„Das Wasser sollte als wertvolles Gut angesehen werden“
Laut UN-Dürrebericht von Mitte Mai sind seit der Jahrtausendwende Anzahl und Dauer von Dürreperioden weltweit um fast 30 Prozent gestiegen. Und den Prognosen zufolge könnten 2050 mehr als drei Viertel der Weltbevölkerung von Trockenheit betroffen sein. In Deutschland plagen mehrere Dürrejahre hintereinander Mensch und Natur. Fünf Prozent der Waldfläche sind hierzulande in den vergangenen vier Jahren verschwunden. Die Landnutzung muss möglichst schnell lernen umzudenken, fordert Susanne Winter im Interview.

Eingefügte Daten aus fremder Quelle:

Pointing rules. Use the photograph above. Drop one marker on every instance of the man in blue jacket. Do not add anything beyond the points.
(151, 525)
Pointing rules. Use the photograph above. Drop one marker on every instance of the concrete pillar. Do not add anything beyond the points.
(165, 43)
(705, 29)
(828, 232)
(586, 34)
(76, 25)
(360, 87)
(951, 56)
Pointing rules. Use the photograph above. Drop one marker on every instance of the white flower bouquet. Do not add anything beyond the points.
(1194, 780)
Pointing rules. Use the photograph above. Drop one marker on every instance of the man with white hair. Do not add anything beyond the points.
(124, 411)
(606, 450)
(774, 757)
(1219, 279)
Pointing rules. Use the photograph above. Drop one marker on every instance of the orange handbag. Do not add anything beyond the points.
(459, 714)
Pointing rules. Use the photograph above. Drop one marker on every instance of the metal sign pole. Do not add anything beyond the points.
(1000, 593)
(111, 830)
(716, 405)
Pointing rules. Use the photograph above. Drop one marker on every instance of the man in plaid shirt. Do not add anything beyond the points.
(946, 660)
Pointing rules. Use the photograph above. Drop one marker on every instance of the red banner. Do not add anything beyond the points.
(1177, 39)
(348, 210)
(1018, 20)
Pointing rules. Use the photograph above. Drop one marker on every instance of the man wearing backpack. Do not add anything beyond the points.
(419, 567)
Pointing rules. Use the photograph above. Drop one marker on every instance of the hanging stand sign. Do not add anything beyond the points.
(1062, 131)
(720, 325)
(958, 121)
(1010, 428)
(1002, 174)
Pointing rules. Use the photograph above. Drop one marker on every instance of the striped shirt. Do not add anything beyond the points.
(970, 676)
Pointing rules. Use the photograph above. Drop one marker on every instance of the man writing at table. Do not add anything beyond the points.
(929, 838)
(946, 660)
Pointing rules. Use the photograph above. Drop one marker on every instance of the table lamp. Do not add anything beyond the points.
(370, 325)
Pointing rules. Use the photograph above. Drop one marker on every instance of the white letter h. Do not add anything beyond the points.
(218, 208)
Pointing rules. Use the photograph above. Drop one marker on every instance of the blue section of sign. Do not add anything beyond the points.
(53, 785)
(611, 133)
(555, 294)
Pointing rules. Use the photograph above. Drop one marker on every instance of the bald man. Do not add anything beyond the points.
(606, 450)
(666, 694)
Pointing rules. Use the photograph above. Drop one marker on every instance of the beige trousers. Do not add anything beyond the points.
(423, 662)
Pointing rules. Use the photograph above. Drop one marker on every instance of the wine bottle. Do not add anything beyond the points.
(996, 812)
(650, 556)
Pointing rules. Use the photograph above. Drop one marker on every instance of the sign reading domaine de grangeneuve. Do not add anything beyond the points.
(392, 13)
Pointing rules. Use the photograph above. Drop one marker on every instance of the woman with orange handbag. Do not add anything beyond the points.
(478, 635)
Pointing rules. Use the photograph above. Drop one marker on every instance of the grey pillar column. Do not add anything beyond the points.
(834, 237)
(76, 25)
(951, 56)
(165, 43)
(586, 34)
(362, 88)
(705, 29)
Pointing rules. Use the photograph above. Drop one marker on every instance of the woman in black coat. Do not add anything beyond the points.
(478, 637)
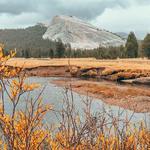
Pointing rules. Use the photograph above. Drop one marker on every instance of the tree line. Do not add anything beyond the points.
(28, 43)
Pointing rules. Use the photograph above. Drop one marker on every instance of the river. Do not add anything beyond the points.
(54, 95)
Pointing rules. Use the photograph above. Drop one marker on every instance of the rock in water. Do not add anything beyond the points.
(80, 34)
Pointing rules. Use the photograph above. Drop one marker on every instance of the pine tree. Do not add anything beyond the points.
(60, 49)
(51, 53)
(146, 46)
(131, 46)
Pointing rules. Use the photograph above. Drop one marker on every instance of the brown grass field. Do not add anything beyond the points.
(133, 97)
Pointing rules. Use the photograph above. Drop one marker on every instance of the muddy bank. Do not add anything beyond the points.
(129, 97)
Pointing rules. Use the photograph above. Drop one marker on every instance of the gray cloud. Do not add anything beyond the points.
(21, 13)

Gegen den Wassermangel kann eine naturverträgliche Waldwirtschaft helfen. Dabei ist die Wahl der Baumarten der Schlüssel. Welche Bäume sind das?

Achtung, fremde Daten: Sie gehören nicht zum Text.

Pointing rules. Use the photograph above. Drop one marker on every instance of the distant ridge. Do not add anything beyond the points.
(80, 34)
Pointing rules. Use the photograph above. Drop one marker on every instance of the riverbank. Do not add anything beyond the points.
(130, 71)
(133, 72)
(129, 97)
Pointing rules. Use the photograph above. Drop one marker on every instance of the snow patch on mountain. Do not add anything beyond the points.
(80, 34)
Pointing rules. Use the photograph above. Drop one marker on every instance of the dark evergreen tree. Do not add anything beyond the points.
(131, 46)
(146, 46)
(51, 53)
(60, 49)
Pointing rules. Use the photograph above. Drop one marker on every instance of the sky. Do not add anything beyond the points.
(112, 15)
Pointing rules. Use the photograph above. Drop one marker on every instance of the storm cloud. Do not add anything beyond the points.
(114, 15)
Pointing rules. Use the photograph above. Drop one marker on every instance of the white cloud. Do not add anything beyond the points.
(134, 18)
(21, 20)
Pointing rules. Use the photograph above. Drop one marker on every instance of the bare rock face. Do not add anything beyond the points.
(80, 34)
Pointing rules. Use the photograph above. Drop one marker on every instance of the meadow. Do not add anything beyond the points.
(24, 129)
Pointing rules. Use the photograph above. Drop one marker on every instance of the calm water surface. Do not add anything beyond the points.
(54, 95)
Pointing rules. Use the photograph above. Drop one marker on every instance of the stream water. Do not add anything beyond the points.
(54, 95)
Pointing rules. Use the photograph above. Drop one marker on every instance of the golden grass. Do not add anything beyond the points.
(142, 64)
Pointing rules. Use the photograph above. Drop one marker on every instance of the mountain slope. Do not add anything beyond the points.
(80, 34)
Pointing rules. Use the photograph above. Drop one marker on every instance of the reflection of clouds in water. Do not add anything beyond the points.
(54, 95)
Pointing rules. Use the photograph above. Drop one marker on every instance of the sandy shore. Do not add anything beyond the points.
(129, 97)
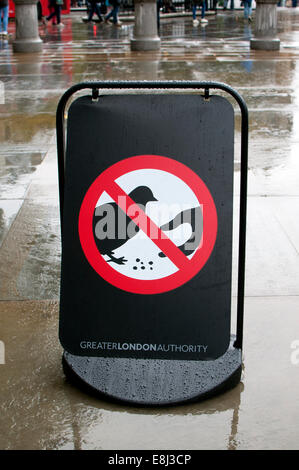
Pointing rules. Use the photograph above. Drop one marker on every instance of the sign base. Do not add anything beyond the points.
(151, 382)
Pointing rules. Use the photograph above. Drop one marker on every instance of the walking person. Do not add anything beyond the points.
(202, 4)
(56, 6)
(4, 7)
(247, 10)
(94, 8)
(113, 13)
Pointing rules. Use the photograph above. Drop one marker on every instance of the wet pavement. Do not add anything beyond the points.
(39, 409)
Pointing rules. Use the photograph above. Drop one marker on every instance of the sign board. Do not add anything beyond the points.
(147, 237)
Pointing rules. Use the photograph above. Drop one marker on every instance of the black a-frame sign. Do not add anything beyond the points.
(146, 193)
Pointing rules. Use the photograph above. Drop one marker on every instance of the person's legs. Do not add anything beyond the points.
(91, 11)
(98, 12)
(114, 14)
(246, 10)
(5, 18)
(58, 13)
(109, 15)
(194, 12)
(1, 8)
(51, 15)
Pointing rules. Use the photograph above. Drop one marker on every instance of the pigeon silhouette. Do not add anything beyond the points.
(194, 218)
(110, 217)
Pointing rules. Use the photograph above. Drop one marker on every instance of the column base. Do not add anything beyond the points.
(265, 44)
(145, 44)
(29, 45)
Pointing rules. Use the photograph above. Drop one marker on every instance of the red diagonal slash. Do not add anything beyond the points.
(148, 227)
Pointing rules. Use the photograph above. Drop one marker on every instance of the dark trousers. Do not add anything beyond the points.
(56, 12)
(94, 8)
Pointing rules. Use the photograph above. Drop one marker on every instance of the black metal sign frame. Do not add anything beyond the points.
(73, 364)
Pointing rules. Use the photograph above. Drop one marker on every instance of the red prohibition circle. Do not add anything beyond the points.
(194, 265)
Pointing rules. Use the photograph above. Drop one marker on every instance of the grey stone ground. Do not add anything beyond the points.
(39, 409)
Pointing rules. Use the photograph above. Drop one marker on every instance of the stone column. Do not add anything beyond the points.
(27, 37)
(265, 26)
(145, 37)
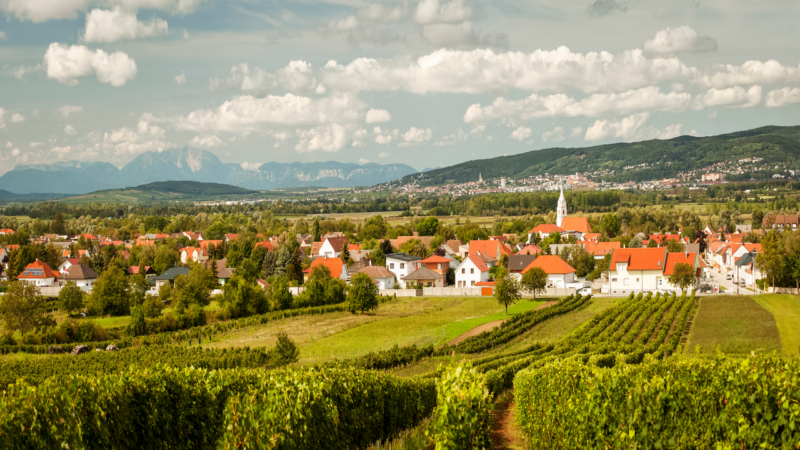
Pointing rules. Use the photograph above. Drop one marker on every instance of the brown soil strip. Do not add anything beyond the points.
(488, 326)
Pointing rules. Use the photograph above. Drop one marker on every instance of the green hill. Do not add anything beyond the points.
(666, 158)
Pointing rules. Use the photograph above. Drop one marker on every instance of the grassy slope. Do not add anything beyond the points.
(735, 324)
(786, 310)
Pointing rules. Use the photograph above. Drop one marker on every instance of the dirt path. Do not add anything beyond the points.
(488, 326)
(505, 434)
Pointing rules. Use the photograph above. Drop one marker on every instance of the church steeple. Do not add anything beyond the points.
(561, 208)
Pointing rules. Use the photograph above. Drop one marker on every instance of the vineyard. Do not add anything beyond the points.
(613, 382)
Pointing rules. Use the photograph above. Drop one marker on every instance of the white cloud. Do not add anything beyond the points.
(116, 24)
(554, 135)
(670, 41)
(484, 71)
(68, 63)
(417, 136)
(248, 113)
(43, 10)
(66, 110)
(328, 138)
(378, 116)
(297, 76)
(206, 141)
(146, 137)
(560, 105)
(782, 97)
(735, 97)
(631, 128)
(521, 133)
(180, 79)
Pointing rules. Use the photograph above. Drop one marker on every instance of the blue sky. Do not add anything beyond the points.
(425, 83)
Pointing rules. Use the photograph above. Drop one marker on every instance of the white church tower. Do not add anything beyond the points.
(561, 209)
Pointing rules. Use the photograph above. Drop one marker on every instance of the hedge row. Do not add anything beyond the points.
(186, 408)
(673, 403)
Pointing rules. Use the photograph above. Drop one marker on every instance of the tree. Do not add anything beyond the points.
(23, 309)
(534, 280)
(610, 224)
(110, 294)
(362, 294)
(427, 226)
(506, 289)
(70, 298)
(683, 276)
(285, 351)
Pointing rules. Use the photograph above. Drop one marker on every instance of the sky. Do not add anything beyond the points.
(426, 83)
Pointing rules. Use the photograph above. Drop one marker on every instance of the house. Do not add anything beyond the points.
(195, 254)
(517, 263)
(332, 247)
(544, 230)
(169, 276)
(425, 277)
(335, 265)
(148, 271)
(39, 273)
(559, 273)
(401, 265)
(495, 249)
(646, 269)
(438, 264)
(471, 271)
(576, 226)
(600, 249)
(82, 275)
(381, 275)
(781, 222)
(64, 267)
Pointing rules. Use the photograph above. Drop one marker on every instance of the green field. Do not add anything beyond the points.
(786, 310)
(734, 324)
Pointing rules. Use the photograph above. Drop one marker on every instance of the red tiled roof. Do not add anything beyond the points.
(639, 258)
(579, 224)
(547, 228)
(37, 270)
(551, 264)
(333, 264)
(478, 263)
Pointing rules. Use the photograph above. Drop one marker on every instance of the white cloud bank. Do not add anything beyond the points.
(67, 64)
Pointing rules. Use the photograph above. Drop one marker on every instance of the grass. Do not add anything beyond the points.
(408, 320)
(734, 324)
(786, 310)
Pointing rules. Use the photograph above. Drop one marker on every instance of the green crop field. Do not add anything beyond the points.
(732, 324)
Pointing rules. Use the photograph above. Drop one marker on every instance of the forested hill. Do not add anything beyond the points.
(193, 188)
(667, 157)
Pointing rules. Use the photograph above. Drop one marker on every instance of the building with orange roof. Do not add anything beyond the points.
(335, 265)
(544, 230)
(646, 269)
(472, 270)
(559, 273)
(495, 249)
(39, 273)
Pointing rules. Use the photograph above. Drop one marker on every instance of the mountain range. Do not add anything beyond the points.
(191, 164)
(654, 159)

Eine naturnahe Waldwirtschaft mit Laubbäumen wirkt dreifach positiv. Erstens: Das Waldinnenklima von Laubwäldern hat eine höhere Luftfeuchtigkeit. Naturnahe Waldwirtschaft hält das Kronen-Laubdach und die Waldränder geschlossener, sodass die Feuchtigkeit besser gehalten werden kann. Zweitens: Laubwald kühlt. Die Temperatur im Laubwald ist deutlich geringer als im benachbarten Nadelforst oder auf der Freifläche. Und drittens: Laubbäume ermöglichen eine höhere Grundwasserbildung. Insbesondere Buchenwälder sind gute Grundwasserspender, sodass bei Trockenperioden im Durchschnitt mehr Wasser im Boden zur Verfügung steht und der Wald länger vital bleiben kann. Nadelforste hingegen fördern die Austrocknung der Landschaft.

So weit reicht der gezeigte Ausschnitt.